The TU series was a small footnote on the audio world at a time when things were transitioning to the "modern" and away from the old school. Things like tubes scream "old school", but the fact remains that they are still the most faithful amplifier of voltage to the original signal ever developed. This is empirically provable. The problem with tube amps was never the tubes, it was the transformers, which were required to provide current to drive a speaker. 

US Amps came up with a way to remove the transformer and replace it with a solid state following circuit, and subsequently removed roughly half of the transistors as normal from the signal path of solid state amplifier. 

Critically, it also allowed them to do away with the AGC circuit all other transistor amplifiers require, because it reduced transistor chain length below the critical point. If you are not familiar with an AGC, AKA Automatic Gain Control, it is basically a compression circuit. It is designed to cut the gains when the input signal spikes. This is to prevent a runaway reaction that would destroy a normal transistor amplifier if it tries to go beyond a certain very limited power level. The AGC's development was a key in the creation of the solid state amplifier. 
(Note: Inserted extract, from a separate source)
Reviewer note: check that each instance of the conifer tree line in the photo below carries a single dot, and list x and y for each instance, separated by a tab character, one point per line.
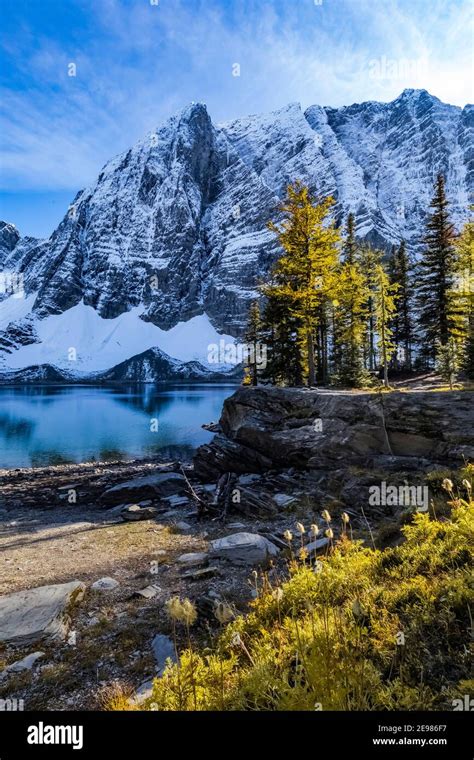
336	311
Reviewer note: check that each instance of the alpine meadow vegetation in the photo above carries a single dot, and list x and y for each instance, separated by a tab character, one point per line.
357	628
Here's the thing though. What do compressors do? They cut out the dynamics, don't they? Music is all about the dynamics. Well, good music is anyway. 

It also says a lot that some of the most highly regarded home audio amplifiers ever seen, including the most recently developed ones of this breed such as the Tenor Audio monoblocks, use exactly the same topology as was originated by the US amps TU series. 

Maybe if they had their own special "class" designation things would have gone another way. I vote for class A+.


----------



## DC/Hertz

feeshta said:


> To my knowledge, nobody has ever run a world class setup with the TU series amps in competition. I suspect had they done so, things would be different.
> 
> The TU series was a small footnote on the audio world at a time when things were transitioning to the "modern" and away from the old school. Things like tubes scream "old school", but the fact remains that they are still the most faithful amplifier of voltage to the original signal ever developed. This is empirically provable. The problem with tube amps was never the tubes, it was the transformers, which were required to provide current to drive a speaker.
> 
> US Amps came up with a way to remove the transformer and replace it with a solid state following circuit, and subsequently removed roughly half of the transistors as normal from the signal path of solid state amplifier.
> 
> Critically, it also allowed them to do away with the AGC circuit all other transistor amplifiers require, because it reduced transistor chain length below the critical point. If you are not familiar with an AGC, AKA Automatic Gain Control, it is basically a compression circuit. It is designed to cut the gains when the input signal spikes. This is to prevent a runaway reaction that would destroy a normal transistor amplifier if it tries to go beyond a certain very limited power level. The AGC's development was a key in the creation of the solid state amplifier.
> 
> Here's the thing though. What do compressors do? They cut out the dynamics, don't they? Music is all about the dynamics. Well, good music is anyway.
> 
> It also says a lot that some of the most highly regarded home audio amplifiers ever seen, including the most recently developed ones of this breed such as the Tenor Audio monoblocks, use exactly the same topology as was originated by the US amps TU series.
> 
> Maybe if they had their own special "class" designation things would have gone another way. I vote for class A+.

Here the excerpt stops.